The CRNN(Convolutional Recurrent Neural Network) is a deep learning model that combines the advantages of CNN(Convolutional Neural Network) and RNN(Recurrent Neural Network). It is widely used in the field of image recognition. The CTC(Connectionist Temporal Classification) is a loss function that can be used to train the RNN model. It is widely used in the field of sequence recognition. In this project, we use the CNN model to extract the features of the license plate image and select the area of interest, and then use the RNN model to recognize the characters in the license plate image. Finally, we use the CTC loss function to train the model.

Alphabets of CRNN model is a list of characters that can be recognized by the model. The length of the list is 68, including 26 lowercase letters, 26 uppercase letters, 10 numbers, and 6 special characters. The length of the license plate is 7, so the length of the input of the CRNN model is 7. The length of the output of the CRNN model is 68. The output of the CRNN model is a 7*68 matrix, and the value of each element in the matrix represents the probability of the corresponding character. The character with the highest probability in each column is the character recognized by the model.

alphabets = ['0', '1', '2', '3', '4', '5', '6', '7', '8', '9', 'A', 'B', 'C', 'D', 'E', 'F', 'G', 'H', 'J', 'K', 'L', 'M', 'N', 'P', 'Q', 'R', 'S', 'T', 'U', 'V', 'W', 'X', 'Y', 'Z', 'a', 'b', 'c', 'd', 'e', 'f', 'g', 'h', 'i', 'j', 'k', 'l', 'm', 'n', 'o', 'p', 'q', 'r', 's', 't', 'u', 'v', 'w', 'x', 'y', 'z']

y = "hello" == labels = [41, 38, 45, 45, 49]

Data

The data set used in this project is the CCPD dataset, which contains more than 300,000 license plate images.

However, the CCPD dataset is not a standard dataset, and most of photos are token in Anhui Province, China, which causes the license plate characters starts with "皖". So we need to clean the data set. We use the following steps to clean the data set:

Model

The model we use is CRNN, which is a combination of CNN and RNN. The model structure is shown in the following figure: => We need a picture here!

The model consists of three parts: CNN, RNN and CTC. The CNN part is used to extract the features of the license plate image, and the RNN part is used to recognize the characters in the license plate image. The CTC part is used to train the model.
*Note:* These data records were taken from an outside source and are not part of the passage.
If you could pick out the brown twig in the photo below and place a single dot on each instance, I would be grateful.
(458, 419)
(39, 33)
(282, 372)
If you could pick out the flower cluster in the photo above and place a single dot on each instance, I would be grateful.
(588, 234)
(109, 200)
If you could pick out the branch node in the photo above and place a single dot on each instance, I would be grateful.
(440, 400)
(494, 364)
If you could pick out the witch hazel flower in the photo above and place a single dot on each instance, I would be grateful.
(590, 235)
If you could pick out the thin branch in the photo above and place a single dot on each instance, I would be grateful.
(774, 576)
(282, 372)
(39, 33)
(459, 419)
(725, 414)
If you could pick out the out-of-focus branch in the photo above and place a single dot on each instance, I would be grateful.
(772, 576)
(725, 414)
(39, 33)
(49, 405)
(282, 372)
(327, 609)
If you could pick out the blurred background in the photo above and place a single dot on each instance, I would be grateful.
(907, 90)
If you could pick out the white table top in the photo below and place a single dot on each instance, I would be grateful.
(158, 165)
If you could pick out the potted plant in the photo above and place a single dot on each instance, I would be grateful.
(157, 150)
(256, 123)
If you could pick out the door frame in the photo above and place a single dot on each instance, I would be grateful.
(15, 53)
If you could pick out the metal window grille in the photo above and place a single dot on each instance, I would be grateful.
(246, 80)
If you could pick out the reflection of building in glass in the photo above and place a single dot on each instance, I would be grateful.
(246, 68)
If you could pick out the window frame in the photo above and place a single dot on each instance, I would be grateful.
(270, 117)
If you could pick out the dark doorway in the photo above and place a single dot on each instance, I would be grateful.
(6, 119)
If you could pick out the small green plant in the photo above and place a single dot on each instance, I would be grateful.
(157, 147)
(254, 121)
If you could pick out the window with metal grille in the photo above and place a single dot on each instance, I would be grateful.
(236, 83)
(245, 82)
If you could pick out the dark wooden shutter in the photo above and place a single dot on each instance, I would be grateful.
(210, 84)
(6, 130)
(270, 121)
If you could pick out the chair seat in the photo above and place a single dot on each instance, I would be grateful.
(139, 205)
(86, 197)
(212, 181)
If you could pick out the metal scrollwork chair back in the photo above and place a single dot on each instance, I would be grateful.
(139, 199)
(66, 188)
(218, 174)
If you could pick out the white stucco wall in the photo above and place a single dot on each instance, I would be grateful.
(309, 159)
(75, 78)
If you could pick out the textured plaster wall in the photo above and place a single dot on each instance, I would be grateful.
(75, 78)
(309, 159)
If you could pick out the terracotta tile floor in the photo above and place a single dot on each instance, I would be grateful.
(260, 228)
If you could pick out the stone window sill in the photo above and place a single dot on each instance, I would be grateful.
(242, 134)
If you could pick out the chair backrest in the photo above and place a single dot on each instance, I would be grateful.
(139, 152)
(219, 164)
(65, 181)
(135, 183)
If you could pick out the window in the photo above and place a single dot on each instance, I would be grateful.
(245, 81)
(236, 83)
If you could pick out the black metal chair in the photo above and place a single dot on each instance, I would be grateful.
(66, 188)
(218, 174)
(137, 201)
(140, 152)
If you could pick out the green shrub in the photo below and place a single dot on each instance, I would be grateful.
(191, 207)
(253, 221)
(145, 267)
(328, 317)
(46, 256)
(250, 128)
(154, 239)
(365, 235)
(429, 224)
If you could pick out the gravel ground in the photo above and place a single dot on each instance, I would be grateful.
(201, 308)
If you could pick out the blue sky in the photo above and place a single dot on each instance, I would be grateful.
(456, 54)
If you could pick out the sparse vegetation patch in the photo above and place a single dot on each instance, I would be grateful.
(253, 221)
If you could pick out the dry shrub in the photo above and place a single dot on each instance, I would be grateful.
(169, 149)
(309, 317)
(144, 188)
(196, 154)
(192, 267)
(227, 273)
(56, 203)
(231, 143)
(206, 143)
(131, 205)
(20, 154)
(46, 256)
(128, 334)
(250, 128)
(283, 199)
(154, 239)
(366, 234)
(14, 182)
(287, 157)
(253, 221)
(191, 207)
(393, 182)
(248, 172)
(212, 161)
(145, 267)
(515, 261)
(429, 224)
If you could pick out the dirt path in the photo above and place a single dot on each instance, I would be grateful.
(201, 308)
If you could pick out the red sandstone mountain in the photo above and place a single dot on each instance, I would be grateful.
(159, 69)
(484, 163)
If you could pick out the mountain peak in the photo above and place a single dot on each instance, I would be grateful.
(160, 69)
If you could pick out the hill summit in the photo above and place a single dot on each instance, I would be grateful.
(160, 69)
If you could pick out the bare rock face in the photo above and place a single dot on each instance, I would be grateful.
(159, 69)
We use a model like ResNet50 to extract the AOI(Area of Interest) of the license plate image. The input of the model is a 3-channel image, and the output is a tensor with shape(?, 4). The 4 elements in the tensor represent the coordinates of the AOI. The coordinates are normalized to the range of 0 to 1. The coordinates are in the order of left, top, right, bottom.

The CNN in CRNN model we use is like VGG16, which consists of 10 convolutional layers and 3 fully connected layers. We use a nn.Linear(512, 4) as the last layer to extract the region of license plate.

We use the LSTM model as the RNN part. The LSTM model is a special RNN model, which can solve the problem of gradient vanishing and gradient explosion. The LSTM model consists of three gates: input gate, forget gate and output gate. The input gate controls the input of the cell state, the forget gate controls the output of the cell state, and the output gate controls the output of the hidden state.

The CTC part is used to train the model. The CTC part consists of two parts: the CTC loss function and the CTC decoder. The CTC loss function is used to calculate the loss of the model, and the CTC decoder is used to decode the output of the RNN model.

Training

We use the Adam optimizer to train the model. The learning rate is 0.001, and the batch size is 24. We train the model for 15 epochs.

For demonstration, we just train the model with 20000 images.

We would like to train two sub_model separately with the same hyperparameters. The first sub_model is trained with the original data set, and the second sub_model is trained with the cleaned data set.